I am new to quantum computing and have been trying to understand the Quantum Fourier Transform (QFT). Through my research using both the Qiskit textbook and other sources, I see differences in how the circuit is actually implemented. My question is: Why are the two circuits below equivalent? Does the order of the wires in each circuit matter? To me they look significantly different as even the operations are being done on different qubits.

For example;

From the Qiskit Textbook: From other sources: Qiskit uses little endian convention, meaning that in the state $$|ABC\rangle$$, $$q_0$$ corresponds to $$|C\rangle$$, $$q_1$$ to $$|B\rangle$$, and $$q_2$$ to $$|A\rangle$$. In literature, it is common to see big endian convention which is the other way around.

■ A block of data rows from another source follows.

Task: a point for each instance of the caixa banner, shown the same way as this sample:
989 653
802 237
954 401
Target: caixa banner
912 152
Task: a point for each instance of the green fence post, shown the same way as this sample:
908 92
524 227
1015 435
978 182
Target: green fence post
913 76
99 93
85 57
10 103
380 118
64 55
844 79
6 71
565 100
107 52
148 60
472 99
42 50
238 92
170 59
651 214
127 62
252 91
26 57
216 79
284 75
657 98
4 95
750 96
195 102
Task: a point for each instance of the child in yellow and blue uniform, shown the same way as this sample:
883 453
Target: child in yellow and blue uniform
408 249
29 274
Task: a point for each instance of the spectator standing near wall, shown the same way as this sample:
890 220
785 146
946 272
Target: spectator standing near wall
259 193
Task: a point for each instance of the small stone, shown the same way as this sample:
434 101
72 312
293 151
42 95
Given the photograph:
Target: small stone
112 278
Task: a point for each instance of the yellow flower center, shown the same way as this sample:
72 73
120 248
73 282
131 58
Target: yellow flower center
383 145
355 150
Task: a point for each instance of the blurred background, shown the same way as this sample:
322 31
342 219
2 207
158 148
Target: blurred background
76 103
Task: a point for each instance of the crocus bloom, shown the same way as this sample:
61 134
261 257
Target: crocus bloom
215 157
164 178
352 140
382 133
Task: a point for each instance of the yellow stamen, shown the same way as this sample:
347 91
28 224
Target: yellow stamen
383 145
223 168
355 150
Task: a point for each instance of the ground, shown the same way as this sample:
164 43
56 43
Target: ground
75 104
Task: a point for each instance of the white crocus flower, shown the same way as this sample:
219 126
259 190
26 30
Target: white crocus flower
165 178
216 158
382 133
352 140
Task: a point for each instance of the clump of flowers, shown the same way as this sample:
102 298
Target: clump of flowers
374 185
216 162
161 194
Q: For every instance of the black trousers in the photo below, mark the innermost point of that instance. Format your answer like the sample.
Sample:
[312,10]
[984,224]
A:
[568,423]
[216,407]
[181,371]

It can also be because of qubit ordering on the circuit. Qiskit uses the top qubit as $$q_0$$. But you can find literature in which the bottom qubit is $$q_0$$.

If you reverse the wires, they are the same circuit.

The circuits use opposite qubit order and different gate name conventions. You can see the change in qubit order by noting that the reflection of the first circuit in a horizontal line produces a circuit that overlaps with the second.

The gate name conventions are

$$S = P\left(\frac{\pi}{2}\right) = \begin{pmatrix}1&\\&e^{i\pi/2}\end{pmatrix} \\ T = P\left(\frac{\pi}{4}\right) = \begin{pmatrix}1&\\&e^{i\pi/4}\end{pmatrix}.$$

The qubit order in the second circuit is from top to bottom: $$q_2, q_1, q_0$$.